Python API for the SolarDB photovoltaic dataset.
This repository contains auxiliary code for accessing the SolarDB dataset. The SolarDB is a photovoltaic dataset consisting of 1-year of data for 16 solar power plants, including power production, weather, weather forecasts, and additional exogenous features. In total, it contains over 40M records.
The SolarDB dataset is a part of a currently in-review paper. For more information, see cphoto.fit.vutbr.cz/solar:
The solardb
package can be simply installed by following the subsequent
instructions. First, solardb
has the following dependencies:
- Python >= 3.7.1
- numpy
- pandas
- scipy
- scikit-learn
- sqlalchemy
Next, to install the solardb
package and any dependencies, run the following:
conda create --name solardb -y python">=3.7.1" numpy pandas \
scipy scikit-learn sqlalchemy
conda activate solardb
git clone https://github.com/PolasekT/SolarDB ./solardb
cd ./solardb && python ./setup.py install
The solardb
package only contains the code necessary for access to the
various data sources. First, download the db files from the projects
website. Next, to test if the installation
is valid, run the following Python commands:
from solardb.db import SolarDBData
db = SolarDBData("./path/to/solardb.db")
print(f"Total power plant / inverters: {len(db.get_pp_info_df())}")

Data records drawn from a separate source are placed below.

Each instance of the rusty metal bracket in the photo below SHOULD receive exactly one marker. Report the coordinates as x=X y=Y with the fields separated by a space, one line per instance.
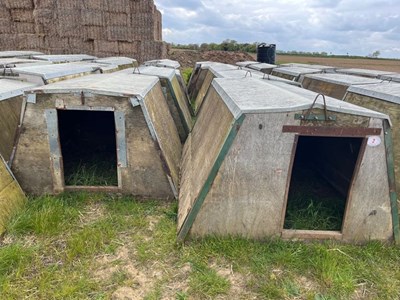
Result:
x=311 y=117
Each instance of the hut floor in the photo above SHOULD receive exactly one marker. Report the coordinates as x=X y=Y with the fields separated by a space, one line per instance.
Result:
x=96 y=171
x=313 y=204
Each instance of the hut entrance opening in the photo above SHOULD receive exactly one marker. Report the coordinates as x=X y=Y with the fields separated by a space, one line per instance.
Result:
x=88 y=146
x=322 y=175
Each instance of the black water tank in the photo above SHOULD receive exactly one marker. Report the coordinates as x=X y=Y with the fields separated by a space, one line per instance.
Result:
x=266 y=53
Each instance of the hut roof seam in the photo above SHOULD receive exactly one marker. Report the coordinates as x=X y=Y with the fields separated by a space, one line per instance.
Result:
x=237 y=109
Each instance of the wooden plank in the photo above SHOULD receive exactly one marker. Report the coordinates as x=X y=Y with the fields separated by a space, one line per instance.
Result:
x=311 y=235
x=326 y=88
x=391 y=109
x=5 y=176
x=203 y=91
x=368 y=215
x=166 y=133
x=330 y=131
x=201 y=150
x=10 y=111
x=248 y=195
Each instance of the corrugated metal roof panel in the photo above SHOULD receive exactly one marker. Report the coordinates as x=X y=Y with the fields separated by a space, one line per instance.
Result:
x=255 y=96
x=114 y=84
x=387 y=91
x=10 y=88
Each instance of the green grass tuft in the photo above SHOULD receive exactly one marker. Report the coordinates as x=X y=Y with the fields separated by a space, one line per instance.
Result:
x=186 y=73
x=47 y=215
x=206 y=282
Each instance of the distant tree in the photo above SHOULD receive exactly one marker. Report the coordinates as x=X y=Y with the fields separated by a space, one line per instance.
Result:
x=375 y=54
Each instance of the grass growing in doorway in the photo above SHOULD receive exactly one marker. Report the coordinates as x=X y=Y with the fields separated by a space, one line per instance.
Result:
x=99 y=246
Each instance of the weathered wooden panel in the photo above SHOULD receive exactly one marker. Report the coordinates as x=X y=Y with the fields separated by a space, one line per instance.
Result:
x=342 y=120
x=247 y=197
x=282 y=75
x=201 y=150
x=327 y=88
x=369 y=212
x=144 y=175
x=391 y=109
x=10 y=111
x=167 y=134
x=196 y=81
x=11 y=195
x=203 y=91
x=183 y=103
x=174 y=108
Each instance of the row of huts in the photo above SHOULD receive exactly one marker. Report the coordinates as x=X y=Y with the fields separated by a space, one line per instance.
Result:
x=237 y=147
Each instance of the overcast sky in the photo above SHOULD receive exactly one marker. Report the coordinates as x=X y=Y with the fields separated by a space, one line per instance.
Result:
x=357 y=27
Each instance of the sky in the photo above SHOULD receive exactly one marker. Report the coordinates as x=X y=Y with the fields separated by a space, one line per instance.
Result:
x=357 y=27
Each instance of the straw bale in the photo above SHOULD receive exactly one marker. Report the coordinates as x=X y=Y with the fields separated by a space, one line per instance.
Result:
x=23 y=27
x=44 y=16
x=68 y=5
x=101 y=5
x=22 y=15
x=28 y=41
x=6 y=26
x=4 y=12
x=117 y=19
x=26 y=4
x=118 y=6
x=128 y=48
x=119 y=33
x=94 y=33
x=42 y=4
x=81 y=45
x=92 y=17
x=106 y=46
x=141 y=6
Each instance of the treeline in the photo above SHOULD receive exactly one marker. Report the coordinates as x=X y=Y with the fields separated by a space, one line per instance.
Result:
x=227 y=45
x=232 y=45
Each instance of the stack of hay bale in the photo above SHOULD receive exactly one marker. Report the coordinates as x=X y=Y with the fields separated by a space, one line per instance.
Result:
x=101 y=28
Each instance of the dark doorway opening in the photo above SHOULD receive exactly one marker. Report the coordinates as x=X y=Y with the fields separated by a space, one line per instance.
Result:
x=322 y=174
x=88 y=146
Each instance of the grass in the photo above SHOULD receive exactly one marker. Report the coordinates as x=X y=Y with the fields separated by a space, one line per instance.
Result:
x=90 y=246
x=96 y=173
x=186 y=73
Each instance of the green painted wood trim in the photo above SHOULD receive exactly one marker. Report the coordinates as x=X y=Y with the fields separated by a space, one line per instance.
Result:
x=180 y=112
x=392 y=180
x=191 y=217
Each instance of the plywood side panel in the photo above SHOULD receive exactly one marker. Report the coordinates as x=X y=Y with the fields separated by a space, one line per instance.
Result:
x=369 y=212
x=173 y=108
x=203 y=91
x=329 y=89
x=167 y=134
x=196 y=82
x=31 y=165
x=391 y=109
x=183 y=103
x=10 y=111
x=248 y=194
x=201 y=150
x=282 y=75
x=145 y=175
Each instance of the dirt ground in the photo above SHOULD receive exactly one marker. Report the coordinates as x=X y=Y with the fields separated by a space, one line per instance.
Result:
x=188 y=58
x=363 y=63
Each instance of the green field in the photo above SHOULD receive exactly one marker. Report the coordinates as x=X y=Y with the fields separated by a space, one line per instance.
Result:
x=97 y=246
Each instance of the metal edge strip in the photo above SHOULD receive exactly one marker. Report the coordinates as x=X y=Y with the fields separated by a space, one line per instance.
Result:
x=191 y=217
x=392 y=180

% Output: Total power plant / inverters: 274
For a quick-start, the SolarDBAssembler
and SolarDBEvaluator
may be used.
First, we calculate history, weather, and prediction DataFrames for the prediction
task of <10.5.2019, 11.5.2019)
for power plant #8:
import datetime
from solardb.db import SolarDBAssembler
assembler = SolarDBAssembler(db)
history_df, weather_df, prediction_df = assembler.prepare_prediction(
pp_id=8,
dt_start=datetime.datetime(2019, 5, 10),
dt_end=datetime.datetime(2019, 5, 11),
weather_scheme="realistic", history_cnt=288,
)
print(f"DataFrame lengths: {len(history_df)}, {len(weather_df)}, {len(prediction_df)}")
# Output: DataFrame lengths: 288, 288, 288
Next, we calculate the predictions, filling the prediction_df
DataFrame. In
this example, our model just it with a constant value:
prediction_df.fillna(value=42, inplace=True)
Finally, we can evaluate the efficacy of the proposed prediction model:
from solardb.db import SolarDBEvaluator
evaluator = SolarDBEvaluator(db)
evaluation = evaluator.evaluate_prediction(
prediction_df=prediction_df,
history_df=history_df,
weather_df=weather_df
)
print(f"Prediction error = {evaluation['power']['error'] * 100.0:.2f}%")
# Output: Prediction error = 99.14%
For additional uses, see code documentation in SolarDBData
and the helper script
solardb/run/solardb_main.py
.
The code in this repository is licensed under MIT. For information about the SolarDB licensing, see the project website.